Lesson 1. Don’t reinvent the wheel. Fortunately for us, Santa Barbara is no stranger to open data science and innovative project management. Our friends and neighbors at the National Center for Ecological Analysis and Synthesis (NCEAS) – and their Ocean Health Index team in particular – are global leaders in open environmental data science. Senior Fellow and Data Scientist Dr. Julia Stewart Lowndes has been at the forefront of NCEAS’s pioneering open science efforts, recently founding Openscapes to train others in open science practices to enable “better science in less time.” Julie became our data streamlining guru – she quickly identified that we ought to consider crafting a data management standard operating procedure (offering her team’s SOP as an example) and provided resources and guidance to set us on our way.
Lesson 2. Collaborative science is the best science. To effectively create a new vision for our internal data infrastructure, we knew we needed to draw on the wide range of expertise from our team. A self-assembled group of data managers, project researchers, and project managers began to meet regularly to map out an aspirational data and project management infrastructure.
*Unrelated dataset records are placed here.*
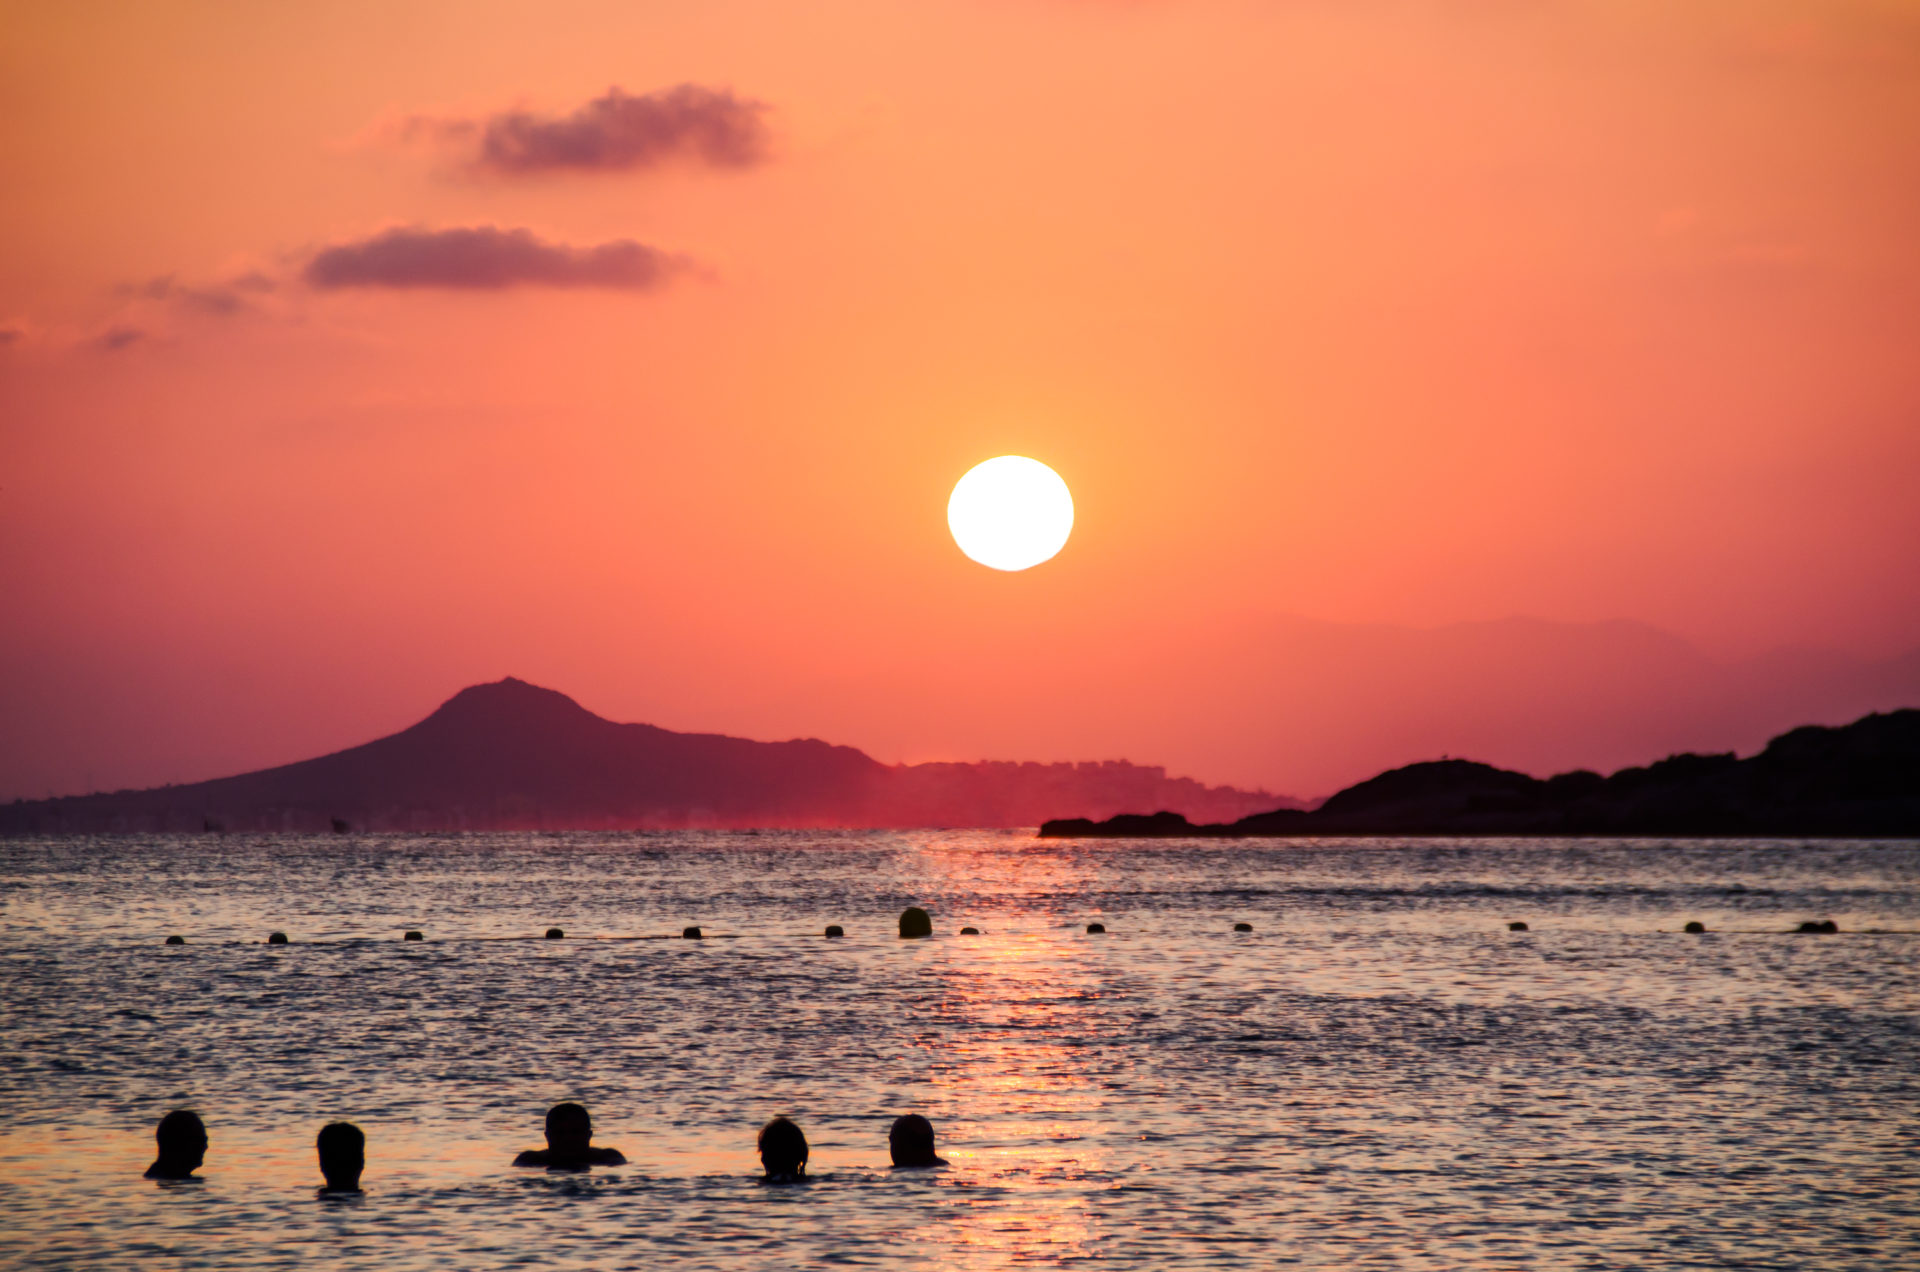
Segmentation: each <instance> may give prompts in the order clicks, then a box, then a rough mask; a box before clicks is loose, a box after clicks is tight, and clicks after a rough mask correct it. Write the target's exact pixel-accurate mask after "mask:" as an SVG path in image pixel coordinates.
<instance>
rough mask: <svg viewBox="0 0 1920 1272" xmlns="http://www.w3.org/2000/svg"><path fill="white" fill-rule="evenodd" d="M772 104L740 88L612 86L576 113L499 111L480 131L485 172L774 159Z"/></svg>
mask: <svg viewBox="0 0 1920 1272" xmlns="http://www.w3.org/2000/svg"><path fill="white" fill-rule="evenodd" d="M764 113H766V106H764V104H760V102H753V100H747V98H737V96H733V92H732V90H724V88H722V90H714V88H703V86H701V85H680V86H678V88H664V90H660V92H649V94H645V96H634V94H630V92H622V90H618V88H609V90H607V96H603V98H595V100H591V102H588V104H586V106H582V108H580V110H576V111H574V113H570V115H561V117H557V119H555V117H541V115H532V113H528V111H511V113H505V115H493V117H492V119H488V121H486V125H484V129H482V133H480V156H478V158H476V159H474V163H476V165H478V167H482V169H488V171H493V173H503V175H511V177H524V175H532V173H557V171H584V173H618V171H630V169H643V167H655V165H659V163H664V161H666V159H676V158H685V159H697V161H701V163H708V165H712V167H751V165H753V163H760V161H762V159H766V123H764V121H762V115H764Z"/></svg>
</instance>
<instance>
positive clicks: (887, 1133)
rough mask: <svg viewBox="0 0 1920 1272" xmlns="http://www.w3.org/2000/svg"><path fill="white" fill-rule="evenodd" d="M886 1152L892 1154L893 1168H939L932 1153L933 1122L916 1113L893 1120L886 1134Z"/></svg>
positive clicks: (939, 1161)
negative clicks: (891, 1153) (899, 1166)
mask: <svg viewBox="0 0 1920 1272" xmlns="http://www.w3.org/2000/svg"><path fill="white" fill-rule="evenodd" d="M887 1151H889V1153H893V1164H895V1166H939V1164H941V1159H939V1157H935V1153H933V1122H929V1120H925V1118H924V1116H920V1114H918V1113H908V1114H906V1116H902V1118H895V1122H893V1130H889V1132H887Z"/></svg>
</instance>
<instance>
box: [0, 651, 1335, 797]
mask: <svg viewBox="0 0 1920 1272" xmlns="http://www.w3.org/2000/svg"><path fill="white" fill-rule="evenodd" d="M1277 803H1286V801H1284V799H1283V797H1279V795H1273V794H1269V792H1263V790H1252V792H1248V790H1236V788H1231V786H1206V784H1202V782H1194V780H1192V778H1175V776H1167V772H1165V769H1160V767H1148V765H1133V763H1127V761H1100V763H1056V765H1039V763H1006V761H983V763H925V765H883V763H879V761H876V759H874V757H870V755H866V753H864V751H858V749H854V747H849V746H831V744H828V742H820V740H816V738H801V740H791V742H753V740H749V738H728V736H722V734H682V732H672V730H666V728H655V726H653V724H618V722H614V721H607V719H603V717H597V715H593V713H591V711H588V709H586V707H582V705H580V703H576V701H574V699H572V697H568V696H564V694H561V692H555V690H547V688H540V686H536V684H526V682H524V680H515V678H511V676H509V678H505V680H497V682H493V684H476V686H470V688H467V690H461V692H459V694H455V696H453V697H451V699H447V701H445V703H442V707H440V709H436V711H434V713H432V715H430V717H426V719H424V721H420V722H419V724H415V726H411V728H405V730H401V732H397V734H392V736H388V738H378V740H374V742H369V744H365V746H357V747H349V749H346V751H336V753H332V755H323V757H319V759H307V761H300V763H294V765H282V767H278V769H261V771H257V772H246V774H240V776H230V778H217V780H211V782H194V784H184V786H161V788H152V790H129V792H109V794H94V795H69V797H63V799H35V801H27V799H19V801H13V803H0V834H152V832H161V834H182V832H184V834H227V832H232V834H242V832H313V834H326V832H336V834H353V832H394V830H422V832H445V830H685V828H774V826H780V828H845V830H862V828H908V826H989V828H991V826H1033V824H1037V822H1039V820H1041V819H1043V817H1050V815H1054V813H1060V811H1064V809H1066V811H1075V813H1083V815H1089V817H1106V815H1110V813H1117V811H1121V809H1129V807H1135V809H1137V807H1171V809H1179V811H1181V813H1185V815H1190V817H1198V819H1208V820H1212V819H1235V817H1246V815H1248V813H1256V811H1260V809H1271V807H1275V805H1277ZM1294 803H1296V805H1298V801H1294ZM1298 807H1304V805H1298Z"/></svg>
We reflected upon the collaborative software platforms, open data science, and project management tools that worked best for our team. We recorded best practices for file structure, naming, data storage, and metadata and thought through script standardization and version control. We assembled how-to guides for leveraging high performance computing resources of ever growing importance for our memory intensive analyses. Importantly, we connected the dots between our workstreams to actualize our vision of a fully integrated data management system, which we collaboratively documented in the emLab Standard Operating Procedure. And then we turned it loose, inviting the entire emLab community to participate in a one day Data Hackathon to document and migrate our data inputs, outputs, and repositories to our now centralized and streamlined data system.
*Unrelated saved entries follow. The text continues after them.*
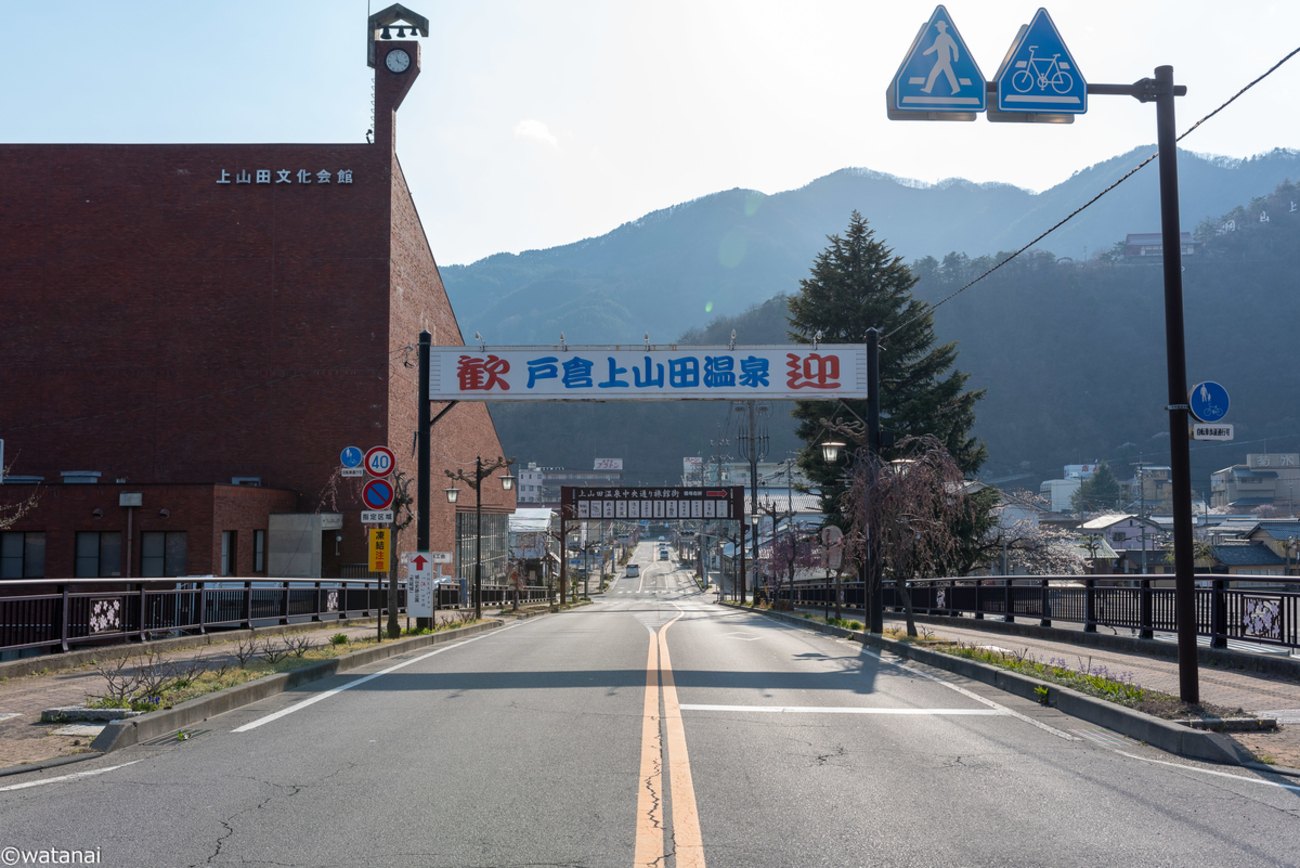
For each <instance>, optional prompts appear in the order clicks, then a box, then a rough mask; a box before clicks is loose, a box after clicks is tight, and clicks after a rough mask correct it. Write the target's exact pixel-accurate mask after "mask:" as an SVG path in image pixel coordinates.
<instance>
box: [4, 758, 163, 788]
mask: <svg viewBox="0 0 1300 868" xmlns="http://www.w3.org/2000/svg"><path fill="white" fill-rule="evenodd" d="M139 761H140V760H131V761H130V763H122V764H121V765H109V767H108V768H96V769H94V771H91V772H77V773H75V774H60V776H59V777H47V778H42V780H39V781H27V782H26V784H10V785H9V786H0V793H8V791H9V790H26V789H27V787H29V786H42V785H43V784H57V782H59V781H70V780H73V778H75V777H90V776H91V774H103V773H104V772H116V771H117V769H120V768H126V767H127V765H135V764H136V763H139Z"/></svg>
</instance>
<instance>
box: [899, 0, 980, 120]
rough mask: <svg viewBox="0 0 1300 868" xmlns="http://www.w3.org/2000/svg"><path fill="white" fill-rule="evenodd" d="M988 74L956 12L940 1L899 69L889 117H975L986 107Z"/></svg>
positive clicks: (930, 118) (943, 118)
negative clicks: (987, 78) (942, 5)
mask: <svg viewBox="0 0 1300 868" xmlns="http://www.w3.org/2000/svg"><path fill="white" fill-rule="evenodd" d="M984 90H985V84H984V74H983V73H980V71H979V64H976V62H975V58H974V57H972V56H971V53H970V51H969V49H967V48H966V43H965V42H963V40H962V35H961V34H959V32H958V31H957V26H956V25H954V23H953V17H952V16H949V14H948V10H946V9H944V6H941V5H940V6H935V13H933V14H932V16H931V17H930V21H928V22H926V25H924V26H923V27H922V29H920V32H919V34H917V39H915V40H914V42H913V44H911V49H909V51H907V56H906V58H905V60H904V61H902V66H900V68H898V71H897V73H896V74H894V78H893V83H892V84H891V87H889V96H888V100H889V118H891V120H896V121H901V120H909V121H910V120H935V121H974V120H975V114H976V113H979V112H983V110H984V105H985V101H984V100H985V96H984ZM922 113H927V114H922Z"/></svg>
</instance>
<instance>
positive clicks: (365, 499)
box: [361, 479, 393, 509]
mask: <svg viewBox="0 0 1300 868" xmlns="http://www.w3.org/2000/svg"><path fill="white" fill-rule="evenodd" d="M361 500H364V502H365V505H367V507H369V508H370V509H387V508H389V507H390V505H391V504H393V483H391V482H389V481H387V479H370V481H369V482H367V483H365V487H364V489H361Z"/></svg>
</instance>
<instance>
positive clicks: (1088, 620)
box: [1083, 578, 1097, 633]
mask: <svg viewBox="0 0 1300 868" xmlns="http://www.w3.org/2000/svg"><path fill="white" fill-rule="evenodd" d="M1083 632H1084V633H1096V632H1097V580H1095V578H1086V580H1083Z"/></svg>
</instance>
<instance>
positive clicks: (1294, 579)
mask: <svg viewBox="0 0 1300 868" xmlns="http://www.w3.org/2000/svg"><path fill="white" fill-rule="evenodd" d="M1153 582H1167V583H1169V586H1165V587H1153V586H1152V585H1153ZM1171 582H1173V577H1171V576H1170V577H1165V576H1138V577H1135V576H1132V574H1126V576H1036V577H1023V576H1018V577H991V578H935V580H918V581H911V582H909V583H907V589H909V594H910V595H911V606H913V611H915V612H917V613H920V615H941V616H949V617H963V616H966V615H971V616H974V617H975V619H976V620H979V619H984V617H985V616H997V617H1002V619H1005V620H1006V621H1015V620H1017V619H1023V620H1037V622H1039V624H1040V625H1041V626H1052V622H1053V621H1065V622H1070V624H1082V625H1083V629H1084V632H1087V633H1095V632H1096V630H1097V628H1099V626H1109V628H1117V629H1126V628H1127V629H1131V630H1135V632H1138V634H1139V635H1140V637H1141V638H1147V639H1149V638H1152V635H1153V634H1154V632H1157V630H1160V632H1167V633H1175V632H1177V630H1178V622H1177V617H1175V611H1174V589H1173V586H1171ZM841 589H842V591H844V600H842V603H844V606H846V607H849V608H857V609H862V608H863V600H865V594H863V585H862V583H861V582H845V583H842V585H841ZM833 595H835V585H833V582H832V583H828V582H797V583H796V585H794V600H793V603H794V604H796V606H833ZM789 598H790V591H789V587H788V586H787V587H785V589H783V593H781V599H789ZM884 604H885V608H887V609H888V611H893V612H901V611H902V609H904V604H902V600H901V599H900V598H898V594H897V591H896V590H894V587H893V586H892V585H889V583H887V585H885V587H884ZM1196 632H1197V634H1199V635H1205V637H1209V639H1210V646H1212V647H1216V648H1222V647H1227V641H1229V639H1235V641H1242V642H1255V643H1260V645H1270V646H1277V647H1284V648H1292V650H1294V648H1297V647H1300V580H1296V578H1282V577H1278V576H1236V574H1234V576H1225V574H1221V573H1201V574H1197V576H1196Z"/></svg>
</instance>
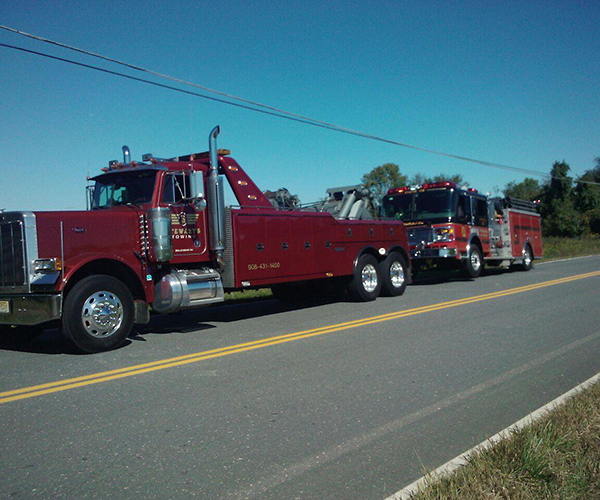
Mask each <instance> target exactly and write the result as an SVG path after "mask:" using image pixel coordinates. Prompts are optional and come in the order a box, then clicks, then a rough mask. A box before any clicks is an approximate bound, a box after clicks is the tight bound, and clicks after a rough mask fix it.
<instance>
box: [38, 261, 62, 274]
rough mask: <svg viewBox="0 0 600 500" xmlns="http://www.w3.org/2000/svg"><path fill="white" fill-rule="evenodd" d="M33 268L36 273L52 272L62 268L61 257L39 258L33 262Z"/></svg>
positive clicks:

Lesson 3. Iterate and evolve. Our SOP is a living document that will continue to evolve as we do. There is an ebb and flow to the chatter on our “data-streamlining” Slack channel but we are collectively committed to continually improving our data practices and our SOP as needs arise. We’ve learned that a commitment to better data management takes time and effort, but the payoff is immediate. Our SOP is the centerpiece of our onboarding process, and our improved data infrastructure has already been leveraged to synthesize vast and disparate elements of global fisheries data into a user-friendly, interactive online tool. As a team committed to conducting research for real-world impact, our approach is inherently outward looking, forward thinking, and often based on externally generated sources of information. Our journey to re-envision our data infrastructure required us to reflect instead on our internal processes, to tear them apart and collectively rebuild something better, something more thoughtful and transparent, a new system that affirms our commitment to open and reproducible data science.